Due to the current limited availability of rapid tests, the county has requested a six-month supply directly from a manufacturer so as to facilitate ongoing employee testing due to the required statewide order, but the current supply of rapid tests will run out the week of September 27. The new supply of rapid tests, purchased directly from Abbott, will not arrive until October 15. The county will also need to consider the ongoing costs of staff time and tests, as well as potential travel time to a testing site if necessary, which will vary depending on test availability, frequency, and employee location. Over the next six months, these costs could range from $8 to $100 per test, an estimated cost of $80,000 to one million over six months, plus an $375,000 in employee costs calculated at a rate of one 30 minute appointment per employee — which would change if travel time is included.
Ultimately, supervisors decided to delay implementing the policy to further determine the future availability of rapid tests, and consider a proposal for recouping some of the financial costs of testing unvaccinated employees via proposed changes to the county’s health care plan for those specific employees.
Many of the current cases have been traced to restaurant and retails establishments, and the most recent announcement concerning local outbreaks on September 14 included the Safeway in Willits, Sherwood Oaks and Redwood Cove skilled nursing facilities, and the Hospitality House shelter in Fort Bragg, Coren stated.
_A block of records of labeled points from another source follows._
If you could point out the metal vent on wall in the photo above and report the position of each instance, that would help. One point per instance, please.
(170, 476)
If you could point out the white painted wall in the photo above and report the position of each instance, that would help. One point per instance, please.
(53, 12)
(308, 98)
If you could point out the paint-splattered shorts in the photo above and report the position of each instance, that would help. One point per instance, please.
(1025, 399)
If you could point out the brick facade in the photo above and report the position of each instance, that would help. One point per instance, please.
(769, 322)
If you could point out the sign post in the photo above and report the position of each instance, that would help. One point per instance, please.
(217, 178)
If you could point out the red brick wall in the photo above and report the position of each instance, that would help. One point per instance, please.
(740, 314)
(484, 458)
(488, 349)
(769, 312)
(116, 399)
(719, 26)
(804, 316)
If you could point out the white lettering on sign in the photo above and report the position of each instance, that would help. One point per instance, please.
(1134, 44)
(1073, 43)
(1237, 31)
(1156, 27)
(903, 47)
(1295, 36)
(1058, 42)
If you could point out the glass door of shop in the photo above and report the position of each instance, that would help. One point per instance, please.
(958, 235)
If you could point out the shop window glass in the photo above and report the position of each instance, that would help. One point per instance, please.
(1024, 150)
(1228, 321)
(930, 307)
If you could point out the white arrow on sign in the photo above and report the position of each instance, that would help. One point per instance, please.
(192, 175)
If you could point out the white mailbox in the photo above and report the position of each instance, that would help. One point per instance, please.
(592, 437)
He noted that the current policy is that public health will issue an announcement concerning Covid-19 cases and outbreaks when it is determined that person may have had contact with the general public, but not in other cases, as opposed to earlier in the pandemic when announcements were determined by the number of cases involved in an outbreak.
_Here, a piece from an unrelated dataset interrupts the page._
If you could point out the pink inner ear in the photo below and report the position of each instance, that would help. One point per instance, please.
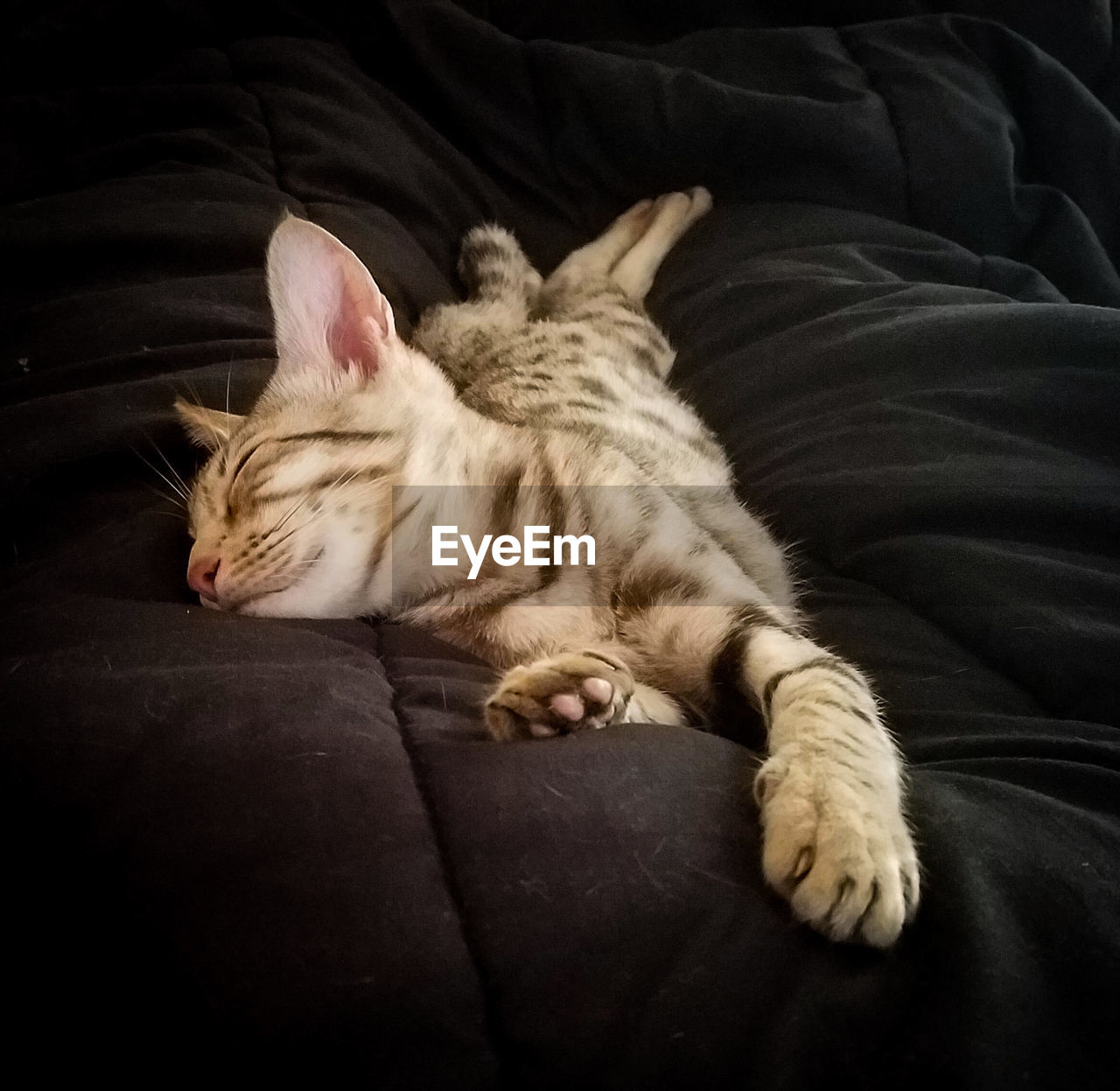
(357, 332)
There have also been a significant number of cases in the Covelo area, and Coren explained that Round Valley Tribal Health, with training from the California Department of Public Health, has been providing subcutaneous monoclonal antibodies for residents.
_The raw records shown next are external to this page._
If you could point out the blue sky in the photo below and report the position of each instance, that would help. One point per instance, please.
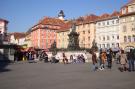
(23, 14)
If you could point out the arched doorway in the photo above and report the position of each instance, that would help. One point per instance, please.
(127, 48)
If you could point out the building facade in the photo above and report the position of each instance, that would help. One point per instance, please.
(107, 31)
(3, 30)
(17, 38)
(43, 34)
(86, 29)
(127, 26)
(62, 38)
Tthe Pfizer vaccine has been shown effective for children 5- to 12-years-old, but additional third shot boosters of the Covid-19 vaccine are still only recommended for people with specific medical conditions and not for the general public. In recent presentations, Coren has noted that the county is planning to increase vaccination opportunities in the coming months to ensure unvaccinated residents, those who may need third shot boosters due to specific medical conditions, and children will have ample opportunities to get the vaccine. He has also requested additional volunteers to assist with the effort. Those interested should contact North Coast Opportunities, Inc.